The Oklahoma actions are part of a wave of new measures restricting abortion rights in state legislatures across the country.

Texas legislators are hearing testimony on Wednesday on a bill that would ban so-called partial birth abortions, and on another that would ban what abortion opponents term “dismemberment” abortions. A third bill would tighten restrictions on how an aborted fetus would be disposed of.

In South Dakota, the state House this week passed a measure increasing penalties on abortions performed after 19 weeks of pregnancy.

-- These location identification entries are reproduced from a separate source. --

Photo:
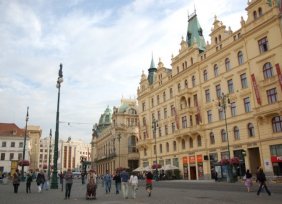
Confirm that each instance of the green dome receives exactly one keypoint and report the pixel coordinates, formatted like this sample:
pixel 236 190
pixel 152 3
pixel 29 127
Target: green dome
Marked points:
pixel 106 117
pixel 123 108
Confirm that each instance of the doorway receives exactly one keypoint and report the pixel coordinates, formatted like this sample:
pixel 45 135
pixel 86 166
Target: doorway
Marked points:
pixel 254 159
pixel 193 173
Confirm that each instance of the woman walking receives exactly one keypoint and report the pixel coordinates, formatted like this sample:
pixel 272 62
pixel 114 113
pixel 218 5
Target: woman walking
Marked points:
pixel 16 181
pixel 133 181
pixel 262 179
pixel 248 180
pixel 149 182
pixel 68 178
pixel 28 182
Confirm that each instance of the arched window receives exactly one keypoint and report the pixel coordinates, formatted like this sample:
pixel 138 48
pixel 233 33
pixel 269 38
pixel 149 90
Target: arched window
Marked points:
pixel 167 147
pixel 251 130
pixel 193 81
pixel 132 144
pixel 277 124
pixel 240 57
pixel 212 139
pixel 164 96
pixel 186 83
pixel 267 70
pixel 260 12
pixel 223 136
pixel 236 133
pixel 179 86
pixel 144 121
pixel 183 144
pixel 255 15
pixel 199 140
pixel 174 145
pixel 215 70
pixel 205 75
pixel 227 64
pixel 191 142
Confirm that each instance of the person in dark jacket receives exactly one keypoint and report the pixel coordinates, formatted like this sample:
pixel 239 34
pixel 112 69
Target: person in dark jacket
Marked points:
pixel 16 181
pixel 69 181
pixel 262 179
pixel 117 180
pixel 28 182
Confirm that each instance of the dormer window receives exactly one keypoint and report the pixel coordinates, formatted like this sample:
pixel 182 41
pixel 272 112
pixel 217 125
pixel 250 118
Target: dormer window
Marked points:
pixel 189 36
pixel 200 31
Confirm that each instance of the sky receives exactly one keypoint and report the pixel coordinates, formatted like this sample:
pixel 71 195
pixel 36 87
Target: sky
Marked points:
pixel 103 46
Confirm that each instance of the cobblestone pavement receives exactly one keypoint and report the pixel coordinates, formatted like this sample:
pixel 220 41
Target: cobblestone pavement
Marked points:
pixel 163 192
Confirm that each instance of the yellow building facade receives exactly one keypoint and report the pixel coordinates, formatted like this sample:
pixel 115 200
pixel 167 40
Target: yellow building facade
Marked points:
pixel 219 100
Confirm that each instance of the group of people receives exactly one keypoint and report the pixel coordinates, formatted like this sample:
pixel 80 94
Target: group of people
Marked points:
pixel 127 184
pixel 260 178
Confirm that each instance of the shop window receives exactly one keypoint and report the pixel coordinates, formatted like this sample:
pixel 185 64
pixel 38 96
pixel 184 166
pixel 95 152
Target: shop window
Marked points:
pixel 277 124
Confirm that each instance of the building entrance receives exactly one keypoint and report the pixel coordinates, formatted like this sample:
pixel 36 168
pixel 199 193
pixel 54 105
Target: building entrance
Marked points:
pixel 193 173
pixel 254 159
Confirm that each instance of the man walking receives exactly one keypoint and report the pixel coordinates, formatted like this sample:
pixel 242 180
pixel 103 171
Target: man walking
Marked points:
pixel 68 178
pixel 124 183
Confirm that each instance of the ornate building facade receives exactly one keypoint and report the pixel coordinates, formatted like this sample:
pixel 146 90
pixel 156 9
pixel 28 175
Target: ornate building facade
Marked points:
pixel 115 137
pixel 219 100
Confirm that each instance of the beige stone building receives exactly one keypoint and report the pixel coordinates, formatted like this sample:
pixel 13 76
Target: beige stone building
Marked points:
pixel 219 100
pixel 115 137
pixel 34 133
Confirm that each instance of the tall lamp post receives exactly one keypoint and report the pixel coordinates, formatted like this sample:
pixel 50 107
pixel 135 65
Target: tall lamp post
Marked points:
pixel 54 182
pixel 222 104
pixel 26 119
pixel 119 137
pixel 155 125
pixel 49 162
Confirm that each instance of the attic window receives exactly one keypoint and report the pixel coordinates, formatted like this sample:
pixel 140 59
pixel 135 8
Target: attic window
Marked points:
pixel 189 36
pixel 200 31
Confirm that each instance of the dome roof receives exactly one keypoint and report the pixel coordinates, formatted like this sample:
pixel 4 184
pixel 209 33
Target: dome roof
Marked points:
pixel 106 117
pixel 123 108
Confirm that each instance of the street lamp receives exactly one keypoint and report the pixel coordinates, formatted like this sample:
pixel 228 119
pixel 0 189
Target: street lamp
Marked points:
pixel 26 119
pixel 119 137
pixel 155 125
pixel 222 104
pixel 50 135
pixel 54 182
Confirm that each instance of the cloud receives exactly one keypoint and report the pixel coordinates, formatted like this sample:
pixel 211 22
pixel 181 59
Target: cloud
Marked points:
pixel 103 48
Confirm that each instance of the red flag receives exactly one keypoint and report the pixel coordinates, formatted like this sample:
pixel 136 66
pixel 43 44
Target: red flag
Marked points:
pixel 255 86
pixel 279 71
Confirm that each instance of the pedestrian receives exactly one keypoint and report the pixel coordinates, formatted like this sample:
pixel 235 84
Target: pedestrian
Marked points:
pixel 149 183
pixel 117 180
pixel 69 180
pixel 107 178
pixel 16 180
pixel 28 182
pixel 40 179
pixel 91 185
pixel 124 183
pixel 248 180
pixel 46 183
pixel 61 175
pixel 262 179
pixel 133 181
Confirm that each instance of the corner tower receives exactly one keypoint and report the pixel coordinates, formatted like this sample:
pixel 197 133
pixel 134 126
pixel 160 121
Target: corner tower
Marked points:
pixel 195 33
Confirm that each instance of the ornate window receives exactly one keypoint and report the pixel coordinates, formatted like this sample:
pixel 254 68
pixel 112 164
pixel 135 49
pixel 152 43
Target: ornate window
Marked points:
pixel 277 124
pixel 212 139
pixel 240 57
pixel 251 130
pixel 267 70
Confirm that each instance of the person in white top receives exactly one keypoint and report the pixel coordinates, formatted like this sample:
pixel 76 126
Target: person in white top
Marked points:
pixel 133 182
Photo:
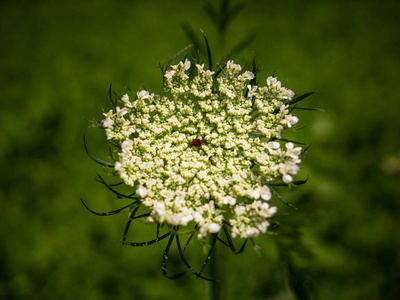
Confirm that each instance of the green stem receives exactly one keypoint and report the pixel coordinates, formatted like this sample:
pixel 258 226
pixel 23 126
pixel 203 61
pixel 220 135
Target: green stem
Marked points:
pixel 218 291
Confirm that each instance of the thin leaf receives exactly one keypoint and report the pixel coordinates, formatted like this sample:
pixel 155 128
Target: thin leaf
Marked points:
pixel 215 236
pixel 208 51
pixel 164 261
pixel 301 97
pixel 280 198
pixel 114 191
pixel 298 182
pixel 142 244
pixel 186 262
pixel 230 242
pixel 94 158
pixel 110 213
pixel 309 108
pixel 291 141
pixel 128 224
pixel 173 58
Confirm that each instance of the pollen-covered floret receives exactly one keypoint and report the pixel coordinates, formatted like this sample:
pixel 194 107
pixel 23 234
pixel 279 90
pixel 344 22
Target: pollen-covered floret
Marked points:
pixel 205 154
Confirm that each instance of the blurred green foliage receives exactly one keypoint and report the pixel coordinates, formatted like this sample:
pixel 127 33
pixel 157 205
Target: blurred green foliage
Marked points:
pixel 57 60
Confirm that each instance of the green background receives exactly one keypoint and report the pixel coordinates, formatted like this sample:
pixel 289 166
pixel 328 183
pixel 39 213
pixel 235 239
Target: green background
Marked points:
pixel 57 60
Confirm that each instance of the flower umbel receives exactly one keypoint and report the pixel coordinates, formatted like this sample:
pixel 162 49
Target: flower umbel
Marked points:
pixel 207 152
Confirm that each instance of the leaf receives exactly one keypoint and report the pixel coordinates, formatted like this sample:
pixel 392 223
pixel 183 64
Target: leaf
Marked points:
pixel 173 58
pixel 94 158
pixel 280 198
pixel 114 191
pixel 107 213
pixel 309 108
pixel 208 51
pixel 301 97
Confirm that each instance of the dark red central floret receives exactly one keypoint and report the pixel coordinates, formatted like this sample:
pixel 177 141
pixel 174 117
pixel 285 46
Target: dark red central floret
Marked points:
pixel 196 143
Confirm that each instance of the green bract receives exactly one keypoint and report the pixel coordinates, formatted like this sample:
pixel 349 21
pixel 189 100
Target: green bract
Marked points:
pixel 204 153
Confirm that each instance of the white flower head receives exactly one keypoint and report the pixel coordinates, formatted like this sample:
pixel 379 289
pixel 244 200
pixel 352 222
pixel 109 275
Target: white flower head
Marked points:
pixel 204 152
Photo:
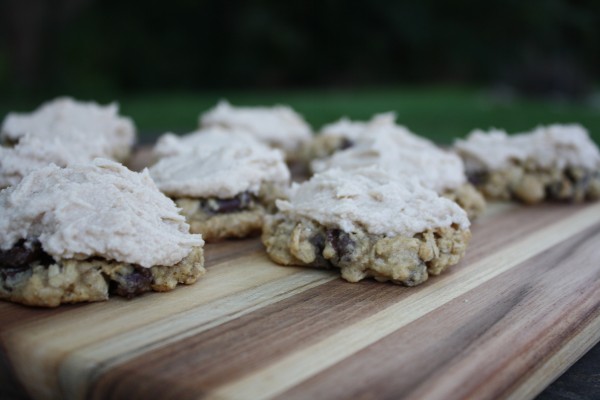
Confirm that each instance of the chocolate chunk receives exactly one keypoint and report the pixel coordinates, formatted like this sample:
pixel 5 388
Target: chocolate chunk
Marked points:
pixel 130 285
pixel 234 204
pixel 22 254
pixel 318 242
pixel 346 144
pixel 341 242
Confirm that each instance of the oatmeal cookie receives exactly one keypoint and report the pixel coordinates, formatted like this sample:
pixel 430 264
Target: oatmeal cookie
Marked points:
pixel 79 233
pixel 278 126
pixel 224 191
pixel 557 162
pixel 367 224
pixel 64 132
pixel 403 154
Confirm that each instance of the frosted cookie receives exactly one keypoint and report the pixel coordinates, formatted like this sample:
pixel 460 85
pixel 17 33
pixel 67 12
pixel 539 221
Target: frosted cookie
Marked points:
pixel 343 134
pixel 62 132
pixel 404 155
pixel 367 224
pixel 80 233
pixel 554 162
pixel 205 139
pixel 278 126
pixel 87 121
pixel 224 192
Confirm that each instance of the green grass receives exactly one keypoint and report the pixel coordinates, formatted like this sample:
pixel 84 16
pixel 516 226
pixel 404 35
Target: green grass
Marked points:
pixel 440 113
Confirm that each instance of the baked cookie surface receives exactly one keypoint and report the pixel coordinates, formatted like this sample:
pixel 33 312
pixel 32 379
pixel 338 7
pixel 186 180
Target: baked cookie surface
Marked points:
pixel 367 224
pixel 79 233
pixel 555 162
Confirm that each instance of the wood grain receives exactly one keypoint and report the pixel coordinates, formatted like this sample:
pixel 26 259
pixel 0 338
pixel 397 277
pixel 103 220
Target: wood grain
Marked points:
pixel 521 307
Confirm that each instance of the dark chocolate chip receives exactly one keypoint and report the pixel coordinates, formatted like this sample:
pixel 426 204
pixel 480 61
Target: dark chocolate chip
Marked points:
pixel 477 178
pixel 346 144
pixel 133 284
pixel 10 277
pixel 318 242
pixel 23 254
pixel 341 242
pixel 234 204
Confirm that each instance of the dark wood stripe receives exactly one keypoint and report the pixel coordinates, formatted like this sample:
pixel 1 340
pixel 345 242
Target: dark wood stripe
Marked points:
pixel 232 350
pixel 497 313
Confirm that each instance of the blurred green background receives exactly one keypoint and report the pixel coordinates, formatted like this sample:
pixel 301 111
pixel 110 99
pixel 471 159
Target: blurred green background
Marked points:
pixel 445 67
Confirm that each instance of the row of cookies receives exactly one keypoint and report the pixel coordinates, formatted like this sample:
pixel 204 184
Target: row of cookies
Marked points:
pixel 383 203
pixel 383 208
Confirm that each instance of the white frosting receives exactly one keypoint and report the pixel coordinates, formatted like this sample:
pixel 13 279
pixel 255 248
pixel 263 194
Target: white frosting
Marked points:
pixel 402 154
pixel 95 209
pixel 206 139
pixel 354 130
pixel 374 200
pixel 277 126
pixel 32 153
pixel 221 172
pixel 548 146
pixel 77 120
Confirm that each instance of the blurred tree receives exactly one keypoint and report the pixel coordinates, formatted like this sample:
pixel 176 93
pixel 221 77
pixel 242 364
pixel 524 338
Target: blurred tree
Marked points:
pixel 540 47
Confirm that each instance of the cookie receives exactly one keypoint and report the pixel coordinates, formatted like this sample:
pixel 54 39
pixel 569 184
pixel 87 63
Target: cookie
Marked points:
pixel 278 126
pixel 224 192
pixel 63 132
pixel 368 224
pixel 403 154
pixel 551 163
pixel 80 233
pixel 200 140
pixel 341 135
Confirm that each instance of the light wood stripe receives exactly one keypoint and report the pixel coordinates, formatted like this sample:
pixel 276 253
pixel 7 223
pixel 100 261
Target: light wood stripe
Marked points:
pixel 78 370
pixel 474 338
pixel 304 363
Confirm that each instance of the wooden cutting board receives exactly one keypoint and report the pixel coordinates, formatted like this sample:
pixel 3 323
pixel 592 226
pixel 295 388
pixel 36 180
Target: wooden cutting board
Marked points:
pixel 522 306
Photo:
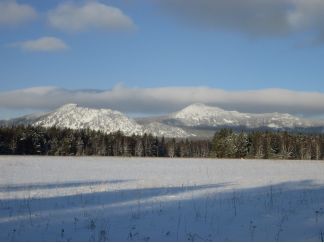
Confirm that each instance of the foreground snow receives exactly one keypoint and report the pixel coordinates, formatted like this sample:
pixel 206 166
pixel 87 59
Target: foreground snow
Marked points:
pixel 131 199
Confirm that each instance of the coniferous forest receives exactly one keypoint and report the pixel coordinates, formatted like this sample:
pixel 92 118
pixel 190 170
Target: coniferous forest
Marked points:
pixel 226 143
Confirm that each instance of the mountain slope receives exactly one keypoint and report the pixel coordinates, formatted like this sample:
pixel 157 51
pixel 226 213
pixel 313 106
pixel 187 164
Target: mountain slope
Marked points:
pixel 200 115
pixel 75 117
pixel 105 120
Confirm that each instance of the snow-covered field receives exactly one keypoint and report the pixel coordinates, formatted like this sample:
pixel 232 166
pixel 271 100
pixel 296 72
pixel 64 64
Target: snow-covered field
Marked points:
pixel 146 199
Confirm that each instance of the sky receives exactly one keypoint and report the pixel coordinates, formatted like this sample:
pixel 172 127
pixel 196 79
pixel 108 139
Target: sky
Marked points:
pixel 151 57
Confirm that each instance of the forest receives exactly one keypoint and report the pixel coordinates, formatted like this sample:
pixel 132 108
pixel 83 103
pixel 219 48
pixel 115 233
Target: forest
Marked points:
pixel 29 140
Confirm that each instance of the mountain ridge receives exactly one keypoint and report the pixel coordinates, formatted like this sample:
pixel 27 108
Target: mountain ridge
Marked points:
pixel 191 121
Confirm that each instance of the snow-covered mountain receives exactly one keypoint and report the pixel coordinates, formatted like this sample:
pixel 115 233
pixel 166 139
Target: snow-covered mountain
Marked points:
pixel 196 120
pixel 200 115
pixel 105 120
pixel 76 117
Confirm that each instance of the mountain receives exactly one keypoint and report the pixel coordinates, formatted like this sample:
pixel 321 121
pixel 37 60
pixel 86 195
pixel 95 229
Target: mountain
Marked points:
pixel 196 120
pixel 76 117
pixel 200 115
pixel 105 120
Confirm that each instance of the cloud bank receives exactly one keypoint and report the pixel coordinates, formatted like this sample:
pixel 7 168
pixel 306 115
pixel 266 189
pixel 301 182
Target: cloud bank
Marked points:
pixel 72 17
pixel 265 18
pixel 12 13
pixel 152 101
pixel 43 44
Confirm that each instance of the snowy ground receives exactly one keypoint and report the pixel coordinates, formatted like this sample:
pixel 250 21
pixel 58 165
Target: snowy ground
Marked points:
pixel 146 199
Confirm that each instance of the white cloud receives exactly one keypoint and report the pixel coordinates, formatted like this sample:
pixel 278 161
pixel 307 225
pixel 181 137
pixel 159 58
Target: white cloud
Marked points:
pixel 12 13
pixel 43 44
pixel 260 18
pixel 167 99
pixel 72 17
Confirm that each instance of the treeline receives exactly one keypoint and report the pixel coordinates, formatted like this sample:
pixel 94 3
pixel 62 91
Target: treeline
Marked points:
pixel 225 144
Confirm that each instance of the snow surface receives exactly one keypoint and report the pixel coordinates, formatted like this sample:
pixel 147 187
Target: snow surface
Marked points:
pixel 105 120
pixel 146 199
pixel 203 115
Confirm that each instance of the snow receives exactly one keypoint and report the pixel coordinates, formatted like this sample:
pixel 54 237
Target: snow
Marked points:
pixel 203 115
pixel 148 199
pixel 105 120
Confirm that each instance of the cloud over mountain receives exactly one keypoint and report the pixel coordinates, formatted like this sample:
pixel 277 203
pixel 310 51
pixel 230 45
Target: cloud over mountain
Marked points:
pixel 73 17
pixel 43 44
pixel 252 17
pixel 167 99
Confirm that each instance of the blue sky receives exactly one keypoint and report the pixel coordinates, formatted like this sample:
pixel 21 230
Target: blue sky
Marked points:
pixel 167 45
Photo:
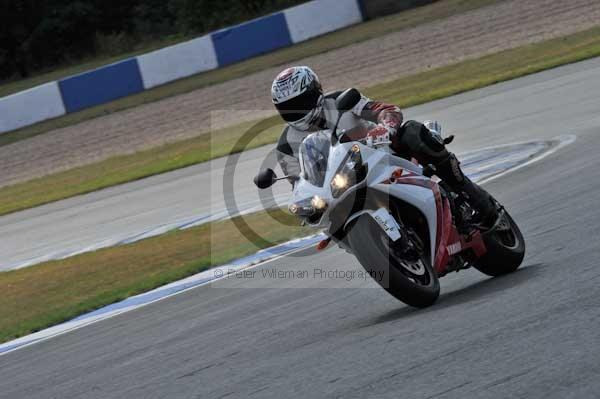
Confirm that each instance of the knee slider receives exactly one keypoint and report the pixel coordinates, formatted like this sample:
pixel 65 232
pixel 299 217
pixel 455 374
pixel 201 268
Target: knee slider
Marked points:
pixel 432 141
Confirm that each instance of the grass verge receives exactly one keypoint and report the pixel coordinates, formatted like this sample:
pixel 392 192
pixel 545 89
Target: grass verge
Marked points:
pixel 39 296
pixel 412 90
pixel 345 37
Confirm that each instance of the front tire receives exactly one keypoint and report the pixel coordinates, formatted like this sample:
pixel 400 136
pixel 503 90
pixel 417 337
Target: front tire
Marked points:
pixel 505 249
pixel 414 284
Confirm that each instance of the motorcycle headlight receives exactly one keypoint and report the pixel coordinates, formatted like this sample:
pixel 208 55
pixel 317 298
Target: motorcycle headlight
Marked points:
pixel 351 172
pixel 309 207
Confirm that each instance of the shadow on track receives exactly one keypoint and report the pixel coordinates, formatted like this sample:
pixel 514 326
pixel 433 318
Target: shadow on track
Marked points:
pixel 472 292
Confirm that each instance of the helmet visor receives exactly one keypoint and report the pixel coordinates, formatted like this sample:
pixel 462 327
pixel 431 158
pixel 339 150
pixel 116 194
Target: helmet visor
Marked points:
pixel 298 107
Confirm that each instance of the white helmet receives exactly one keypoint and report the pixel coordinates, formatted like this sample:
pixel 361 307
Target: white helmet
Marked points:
pixel 298 96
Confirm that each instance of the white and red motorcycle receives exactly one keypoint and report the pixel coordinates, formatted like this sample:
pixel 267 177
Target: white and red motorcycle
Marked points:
pixel 398 222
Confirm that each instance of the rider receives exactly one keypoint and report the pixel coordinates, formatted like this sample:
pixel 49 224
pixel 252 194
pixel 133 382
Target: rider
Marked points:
pixel 298 96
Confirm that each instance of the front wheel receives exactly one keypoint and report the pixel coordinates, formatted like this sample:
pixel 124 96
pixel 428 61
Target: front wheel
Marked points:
pixel 505 248
pixel 411 281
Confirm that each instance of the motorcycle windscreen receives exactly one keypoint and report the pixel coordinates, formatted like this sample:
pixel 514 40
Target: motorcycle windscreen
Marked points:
pixel 315 153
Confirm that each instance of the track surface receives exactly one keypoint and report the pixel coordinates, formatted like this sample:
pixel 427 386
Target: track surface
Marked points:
pixel 532 334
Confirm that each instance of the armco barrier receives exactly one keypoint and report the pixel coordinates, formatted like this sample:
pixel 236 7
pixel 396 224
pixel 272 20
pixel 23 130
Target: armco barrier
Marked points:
pixel 310 20
pixel 101 85
pixel 30 106
pixel 175 62
pixel 251 38
pixel 212 51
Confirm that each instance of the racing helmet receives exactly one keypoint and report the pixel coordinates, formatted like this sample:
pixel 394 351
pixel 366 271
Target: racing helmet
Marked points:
pixel 298 96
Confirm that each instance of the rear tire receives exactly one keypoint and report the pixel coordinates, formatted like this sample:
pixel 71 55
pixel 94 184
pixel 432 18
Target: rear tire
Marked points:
pixel 416 286
pixel 505 250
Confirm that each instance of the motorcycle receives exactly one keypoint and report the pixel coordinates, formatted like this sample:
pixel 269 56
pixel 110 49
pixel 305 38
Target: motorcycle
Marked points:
pixel 393 216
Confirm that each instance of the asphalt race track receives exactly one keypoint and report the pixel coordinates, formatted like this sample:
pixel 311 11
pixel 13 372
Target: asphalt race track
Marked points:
pixel 532 334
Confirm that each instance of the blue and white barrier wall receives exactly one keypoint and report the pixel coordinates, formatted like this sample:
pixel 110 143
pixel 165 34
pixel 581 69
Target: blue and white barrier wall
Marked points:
pixel 30 106
pixel 215 50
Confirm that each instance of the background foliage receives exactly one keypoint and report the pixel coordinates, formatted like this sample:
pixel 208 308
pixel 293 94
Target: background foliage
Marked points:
pixel 38 35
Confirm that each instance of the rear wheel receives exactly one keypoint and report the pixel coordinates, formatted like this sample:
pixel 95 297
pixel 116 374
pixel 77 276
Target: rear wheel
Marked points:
pixel 505 248
pixel 412 281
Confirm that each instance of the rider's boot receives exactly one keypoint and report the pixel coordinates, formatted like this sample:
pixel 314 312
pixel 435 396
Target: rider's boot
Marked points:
pixel 449 171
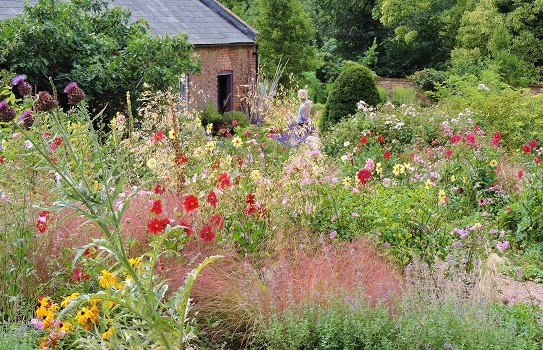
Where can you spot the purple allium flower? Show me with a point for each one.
(70, 86)
(18, 79)
(24, 115)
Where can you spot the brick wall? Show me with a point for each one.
(241, 60)
(390, 83)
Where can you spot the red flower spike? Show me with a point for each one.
(157, 207)
(212, 198)
(224, 181)
(206, 233)
(216, 221)
(190, 203)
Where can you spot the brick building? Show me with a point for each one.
(226, 45)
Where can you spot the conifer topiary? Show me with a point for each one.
(355, 83)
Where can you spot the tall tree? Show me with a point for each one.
(286, 36)
(424, 33)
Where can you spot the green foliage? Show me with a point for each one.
(354, 84)
(528, 222)
(397, 131)
(402, 95)
(416, 324)
(428, 79)
(383, 93)
(285, 34)
(17, 338)
(516, 114)
(99, 47)
(246, 9)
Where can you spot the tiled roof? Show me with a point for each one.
(206, 22)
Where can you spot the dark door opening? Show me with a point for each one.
(224, 92)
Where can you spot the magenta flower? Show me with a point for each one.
(70, 86)
(15, 81)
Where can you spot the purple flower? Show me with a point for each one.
(24, 115)
(15, 81)
(462, 233)
(70, 86)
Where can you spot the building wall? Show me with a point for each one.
(240, 59)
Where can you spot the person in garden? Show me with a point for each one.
(304, 112)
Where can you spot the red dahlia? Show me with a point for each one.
(206, 233)
(190, 203)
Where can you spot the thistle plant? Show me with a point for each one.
(132, 309)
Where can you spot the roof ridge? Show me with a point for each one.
(231, 18)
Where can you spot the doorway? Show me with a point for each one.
(224, 91)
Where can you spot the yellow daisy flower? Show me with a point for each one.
(237, 141)
(107, 279)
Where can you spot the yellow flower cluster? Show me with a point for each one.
(46, 311)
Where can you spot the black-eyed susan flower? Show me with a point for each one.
(108, 333)
(107, 279)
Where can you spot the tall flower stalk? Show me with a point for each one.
(92, 187)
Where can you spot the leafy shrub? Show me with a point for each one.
(394, 127)
(516, 114)
(355, 83)
(383, 93)
(416, 324)
(404, 96)
(98, 46)
(428, 79)
(17, 338)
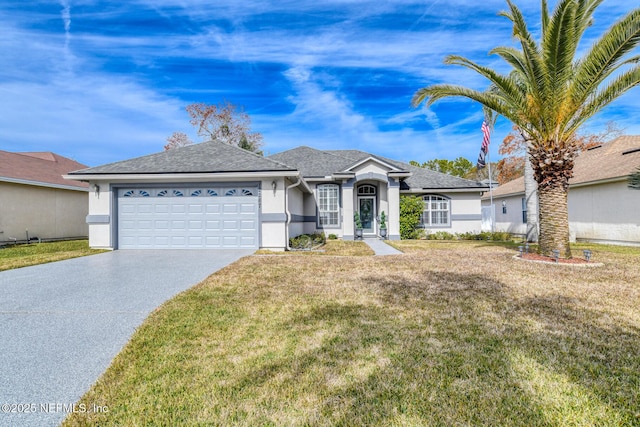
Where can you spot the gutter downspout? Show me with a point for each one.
(286, 209)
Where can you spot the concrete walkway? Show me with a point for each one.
(61, 324)
(381, 248)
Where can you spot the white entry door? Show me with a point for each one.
(367, 210)
(188, 218)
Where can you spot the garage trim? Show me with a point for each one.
(223, 186)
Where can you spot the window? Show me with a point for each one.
(328, 205)
(366, 190)
(436, 211)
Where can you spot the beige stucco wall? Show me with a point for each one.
(600, 212)
(48, 213)
(605, 212)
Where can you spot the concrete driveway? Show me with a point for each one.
(62, 323)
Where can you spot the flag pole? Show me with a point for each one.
(493, 208)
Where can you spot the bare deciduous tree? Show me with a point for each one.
(177, 139)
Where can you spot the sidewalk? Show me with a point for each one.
(380, 247)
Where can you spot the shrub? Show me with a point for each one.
(441, 235)
(411, 208)
(497, 236)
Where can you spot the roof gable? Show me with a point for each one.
(44, 168)
(318, 163)
(313, 163)
(205, 157)
(371, 160)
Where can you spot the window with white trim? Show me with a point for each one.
(436, 211)
(328, 205)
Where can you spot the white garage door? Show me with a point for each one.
(188, 218)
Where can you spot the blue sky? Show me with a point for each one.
(102, 81)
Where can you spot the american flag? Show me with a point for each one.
(485, 145)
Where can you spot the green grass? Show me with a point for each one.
(40, 253)
(453, 333)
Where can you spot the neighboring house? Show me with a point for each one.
(213, 195)
(36, 201)
(602, 207)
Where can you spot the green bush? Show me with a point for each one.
(411, 208)
(497, 236)
(441, 235)
(307, 241)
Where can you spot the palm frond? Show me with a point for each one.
(603, 97)
(531, 55)
(605, 56)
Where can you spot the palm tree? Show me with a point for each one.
(634, 180)
(550, 93)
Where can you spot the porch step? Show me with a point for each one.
(380, 247)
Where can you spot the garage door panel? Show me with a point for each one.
(195, 225)
(212, 225)
(248, 208)
(247, 224)
(162, 208)
(230, 208)
(205, 221)
(195, 208)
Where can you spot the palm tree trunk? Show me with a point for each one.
(531, 200)
(554, 220)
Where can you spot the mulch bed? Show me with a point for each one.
(551, 260)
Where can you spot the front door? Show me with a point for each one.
(367, 210)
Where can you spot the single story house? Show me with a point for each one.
(213, 195)
(602, 207)
(36, 201)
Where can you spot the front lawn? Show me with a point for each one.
(447, 334)
(16, 256)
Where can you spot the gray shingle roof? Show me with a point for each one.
(206, 157)
(420, 177)
(313, 163)
(317, 163)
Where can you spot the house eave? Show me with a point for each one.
(172, 176)
(372, 159)
(399, 174)
(445, 190)
(598, 181)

The Arkansas state House on Tuesday passed a measure banning abortions on the basis of a fetus’s sex. And in Florida, legislators are working on a bill to allow patients who have had abortions to sue physicians for physical or emotional damage up to 10 years after the procedure took place.

Pennsylvania’s state Senate passed a measure early Wednesday to block abortions after 20 weeks of pregnancy, though Gov. Tom Wolf (D) has said he will veto the measure if it makes it through the Republican-controlled state House.

Wyoming legislators are debating whether to make selling fetal tissue or cells a felony, and considering another measure requiring women seeking an abortion to undergo an ultrasound.

Abortion-rights backers were incensed that those two measures were referred to the Senate Agriculture Committee, made up of five Republican men, rather than to the state Senate Labor, Health and Social Services Committee.

In the past year, 18 states have enacted more than 50 new restrictions on abortion rights, according to the Guttmacher Institute, which backs abortion rights.

Ohio, South Carolina and South Dakota legislators all enacted bans on abortions performed after 20 weeks of pregnancy.

The wave of legislation comes even as the number of abortions performed in the United States continues to fall. Most of the decline over the past several years occurred in states that did not have restrictive new anti-abortion laws, the Guttmacher Institute reported.